Reply sent privately (in error)   on  24 August

Mico Filós wrote:
> Hi,
>
> I am sorry if this is a trivial question but I cannot figure out how 
> to do this.
>
> Imagine I have a nonlinear function f(x) and its linearization at some
> point (x0,f(x0)),
> given by y(x) = f'(x0) (x - x0) + y0, where y0 = f(x0). Imagine also that
> I don't use the same scale for the x and y axes. How can I obtain a
> straight line that
> *looks* perpendicular to the tangent y(x)?
>
> Since the x and y scales are not the same, a line with slope equal to 
> -1/f'(x0)
> does not look perpendicular to y(x). I want to plot a straight line
> that passes through
> an arbitrary point of the tangent (not necessarily (x0,y0)) and that
> looks perpendicular to
> it. My idea is actually to plot the projection of an arbitrary point
> of the nonlinear function,
> (x1,f(x1)) to the subspace spanned by the tangent at x0. For me the
> most straightforward thing to do would be:
>
>    * Compute the angle theta (on the actual canvas, i.e., as it looks
> on the screen) of the path
>       defined by the tangent function y(x)
>
>    * Plot a line path L with an angle theta + pi/2 that passes through
> some particular point
>       of the tangent Q=(x0', y0'), which I specify.
>
>     * Find the intersection R of the line L with the path defined by
> the nonlinear function.
>
>     * Ideally, I would stroke only the portion of L that connects the 
> point
>        (x0',y0') with the intersection point R.
>
> Describing this in words is painful.
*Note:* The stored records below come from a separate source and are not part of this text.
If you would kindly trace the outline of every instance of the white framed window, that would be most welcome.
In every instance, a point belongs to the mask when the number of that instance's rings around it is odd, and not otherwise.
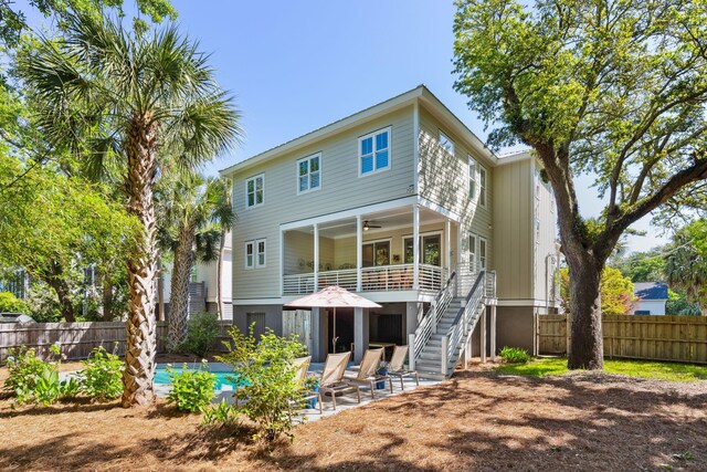
[[[245,269],[253,269],[255,266],[255,241],[247,241],[245,243]]]
[[[472,156],[468,157],[468,199],[476,198],[476,188],[478,187],[478,164]]]
[[[321,188],[321,153],[297,160],[297,193]]]
[[[258,239],[255,241],[255,266],[265,266],[265,240]]]
[[[440,146],[454,156],[454,141],[440,129]]]
[[[478,166],[478,203],[486,207],[486,168]]]
[[[265,174],[245,180],[245,208],[257,207],[265,202]]]
[[[358,138],[359,176],[390,169],[390,135],[389,126]]]
[[[472,272],[486,269],[488,242],[477,234],[468,237],[468,262]]]

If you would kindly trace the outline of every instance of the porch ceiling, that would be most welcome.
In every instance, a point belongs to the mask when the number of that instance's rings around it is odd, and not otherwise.
[[[361,221],[368,221],[371,228],[366,234],[386,233],[398,228],[412,227],[412,210],[409,208],[395,208],[378,213],[361,214]],[[444,217],[426,208],[420,208],[420,224],[432,224],[444,221]],[[296,229],[295,231],[312,234],[312,225]],[[324,238],[356,237],[356,219],[329,221],[319,224],[319,235]]]

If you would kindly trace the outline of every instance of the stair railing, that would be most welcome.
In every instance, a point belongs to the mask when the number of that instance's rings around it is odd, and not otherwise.
[[[410,368],[414,369],[415,360],[422,354],[422,349],[426,346],[430,337],[437,331],[437,324],[444,313],[450,306],[450,302],[454,298],[456,293],[456,271],[453,271],[446,283],[440,292],[435,295],[434,300],[430,304],[428,313],[424,314],[422,321],[418,325],[414,335],[410,335],[410,345],[412,347],[410,356]]]
[[[442,374],[445,376],[450,369],[454,368],[454,365],[456,365],[458,360],[458,354],[461,354],[462,349],[458,349],[457,354],[457,348],[462,343],[468,342],[468,336],[472,335],[472,331],[481,317],[484,306],[484,295],[487,289],[486,281],[486,271],[481,271],[464,300],[464,306],[460,308],[452,326],[450,326],[445,336],[442,338],[441,367]]]

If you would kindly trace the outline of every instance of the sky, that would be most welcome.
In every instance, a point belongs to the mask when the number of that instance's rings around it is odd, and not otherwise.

I hope you see what I mean.
>
> Thanks a lot in for your patience.
>
> Mico
>
> -------------------------------------------------------------------------
> This SF.Net email is sponsored by the Moblin Your Move Developer's 
> challenge
> Build the coolest Linux based applications with Moblin SDK & win great 
> prizes
> Grand prize is a trip for two to an Open Source event anywhere in the 
> world
> http://moblin-contest.org/redirect.php?banner_id=100&url=/
> _______________________________________________
> PyX-user mailing list
> PyX...@li...
> https://lists.sourceforge.net/lists/listinfo/pyx-user
>
>
>   

------------------------------------------------------------------------

from pyx import *


g = graph.graphxy(width=8, x=graph.axis.linear(min=-5, max=5))
g.plot(graph.data.function("y(x)=x*x"))
# Let us plot the tangent at (x0,y0) = (2,4) slope 4
g.plot(graph.data.function("y(x)=4*(x-1)"))
"""
Let us take two more points on the tangent
"""
slope=4
deltaX=2
x1=-3 # example, you can change this
x2 = x1 + deltaX
y1 = slope * (x1 -1)
y2 = slope * (x2 - 1)
"""
Now you need to get the two points (x1,y1), (x2,y2)
into canvas-coordinates rather than scaled coordinates.

This is the crucial stage that will provide for your peculiar 
request that the line *looks* perpendicular to the tangent line. 

I shall call these U-V coordinates, and their origin is bottom left of the 
canvas (g), their units the usual user-units (e.g cm)
"""
u1,v1= g.pos(x1,y1)
u2,v2= g.pos(x2,y2)
deltaU=u2-u1
deltaV=v2-v1
# lastly a point (u3,v3) that can define your 'normal' from (u1,v1)
u3=u1-deltaV
v3=v1+deltaU
# as these are in canvas coordinates, not graph ones, we use
# stroke .. path .. etc to plot a segment from u1,v1 to u3,v3

g.stroke(path.path(path.moveto(u1,v1),path.lineto(u3,v3)))
g.writePDFfile("graph3")